The office I work at is near a road named Kino.  It has a statue of him in like a poncho riding a horse.  Looks like a good guy.

But it was a Franciscan missionary who began construction on this beautiful building, decades after Kino had left.  I love the ceilings. 




 This ceiling is just a smattering of flower petals, which have little scraps of bright paint remaining on them.



The interior was a mix of Spanish {baroque} and Native American art and influence.  None of the artists are known, but they were most likely people from both nationalities.  The colors were awesome.  They said that the colors were exactly as they would have been when it was first completed.


Still a working church.  There used to be O'odham clay houses all around outside of the church.  Now there are little huts where Native Americans sell fry bread and other goodies.  But their actual houses aren't too far away.
 








When we first walked into the church I was really surprised at how loud it was.  People were practically shouting at each other from across the building.  I even heard this lady shout, "Hey Toots!"

But after ten minutes or so it seemed like most of the tourists filtered out, and worshipers filtered in.  They lit candles, prayed, etc.



Meet Saint Francis.  People would kiss his wooden face, leave tokens on his chest, pray, etc.  It was interesting.  You can go on their website and have a prayer printed and placed on his chest if you are too far away to do it yourself.

We also read in the museum that people lift his head when they pray to him {hoping that he will pass their prayer on to God} and they believe that only the pure in heart can life his head.  Roy said he saw someone lifting the head.  I must have had my eyes stuck behind the camera somewhere.



Holy water.  Love the colorful walls.


Reminded me of a mini Arizona version of Winged Victory.  A favorite sculpture in the Louvre. 


Roy thought this little guy was kind of creepy.  So this picture is dedicated to him.


I loved this wall painting because it's so European.


Mesquite wood door!


I saw a lot of rats and cats represented.  And the rattlesnake handles on the door are one of a kind, I'm sure. 




This smaller chapel is even older than the rest of the church.



Everything was in Spanish.  It made me feel bad for the O'odham!  People were always showing up speaking different languages and trying to teach them those languages.
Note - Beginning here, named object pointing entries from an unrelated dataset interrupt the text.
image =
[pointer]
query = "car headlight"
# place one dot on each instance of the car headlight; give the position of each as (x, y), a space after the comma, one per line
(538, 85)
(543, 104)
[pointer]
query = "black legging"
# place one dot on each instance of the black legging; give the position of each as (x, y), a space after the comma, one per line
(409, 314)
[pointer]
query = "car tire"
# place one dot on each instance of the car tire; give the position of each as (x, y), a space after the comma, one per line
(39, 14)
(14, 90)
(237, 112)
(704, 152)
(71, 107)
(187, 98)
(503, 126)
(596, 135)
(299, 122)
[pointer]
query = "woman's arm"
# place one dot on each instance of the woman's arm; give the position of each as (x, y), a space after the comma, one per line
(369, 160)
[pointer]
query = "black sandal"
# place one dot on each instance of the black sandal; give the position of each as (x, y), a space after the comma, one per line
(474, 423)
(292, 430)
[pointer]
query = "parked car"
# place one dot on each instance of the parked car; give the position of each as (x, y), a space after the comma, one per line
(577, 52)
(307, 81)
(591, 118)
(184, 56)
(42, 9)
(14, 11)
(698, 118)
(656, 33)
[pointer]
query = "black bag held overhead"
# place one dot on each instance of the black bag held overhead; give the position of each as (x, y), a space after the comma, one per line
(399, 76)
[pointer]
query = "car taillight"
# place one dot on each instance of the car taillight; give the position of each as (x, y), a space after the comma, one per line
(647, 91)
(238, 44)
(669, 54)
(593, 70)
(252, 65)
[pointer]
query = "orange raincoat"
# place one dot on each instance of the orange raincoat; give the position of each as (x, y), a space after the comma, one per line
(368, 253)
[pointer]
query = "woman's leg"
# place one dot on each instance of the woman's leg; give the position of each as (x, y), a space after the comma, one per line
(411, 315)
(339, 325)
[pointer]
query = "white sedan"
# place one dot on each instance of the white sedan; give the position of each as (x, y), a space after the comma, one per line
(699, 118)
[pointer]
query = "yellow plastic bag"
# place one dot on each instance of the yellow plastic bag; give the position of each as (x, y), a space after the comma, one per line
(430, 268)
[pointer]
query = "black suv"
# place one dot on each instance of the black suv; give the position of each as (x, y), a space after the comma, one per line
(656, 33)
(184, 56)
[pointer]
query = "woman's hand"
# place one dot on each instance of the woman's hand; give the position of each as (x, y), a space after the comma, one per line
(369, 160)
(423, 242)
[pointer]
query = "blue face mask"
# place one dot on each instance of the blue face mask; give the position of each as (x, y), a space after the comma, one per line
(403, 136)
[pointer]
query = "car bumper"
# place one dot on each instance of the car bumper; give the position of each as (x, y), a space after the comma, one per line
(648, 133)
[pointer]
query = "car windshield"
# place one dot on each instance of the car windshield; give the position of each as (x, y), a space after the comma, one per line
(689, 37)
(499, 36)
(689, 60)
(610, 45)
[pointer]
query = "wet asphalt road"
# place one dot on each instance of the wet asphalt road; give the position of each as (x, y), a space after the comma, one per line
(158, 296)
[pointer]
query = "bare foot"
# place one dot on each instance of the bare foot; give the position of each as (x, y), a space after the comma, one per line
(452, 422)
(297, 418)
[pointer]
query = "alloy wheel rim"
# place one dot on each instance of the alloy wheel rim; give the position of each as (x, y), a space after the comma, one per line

One of the original books they used to read from during worship.


Another.


Courtyard.


Exit.


That little ranch house Roy and I were staying at had ceilings like this. 





There was a pathway and a grotto on a hill beside the church.


Us attempting to take a picture of ourselves this this camera.  Not quite as easy as a point-and-shoot.


Lions!


Who knew there was a little piece of Europe hiding out in Tucson?  I was in love.

I'm so glad Roy can put up with my nerdy obsession.  He was so patient when I {of course} had to read like every plaque in the museum, even though I'm not going to remember most of it in a few months.  If I had more time I'd write it all down here... but alas—I need about four more hours in a day.  Hours not spent at work.

It was one of the funnest things we've done in Tucson.  Roy takes about a quarter of the time that I do to look at everything.  But he spent the rest of the time in a pew looking up things about the church on his phone, and then telling me all about it.

Love that boy.

We'll have to keep hunting down the good stuff for when Roy's family or any friends come to town.  We'll resume scouting after Roy's done with finals.  Wish him luck!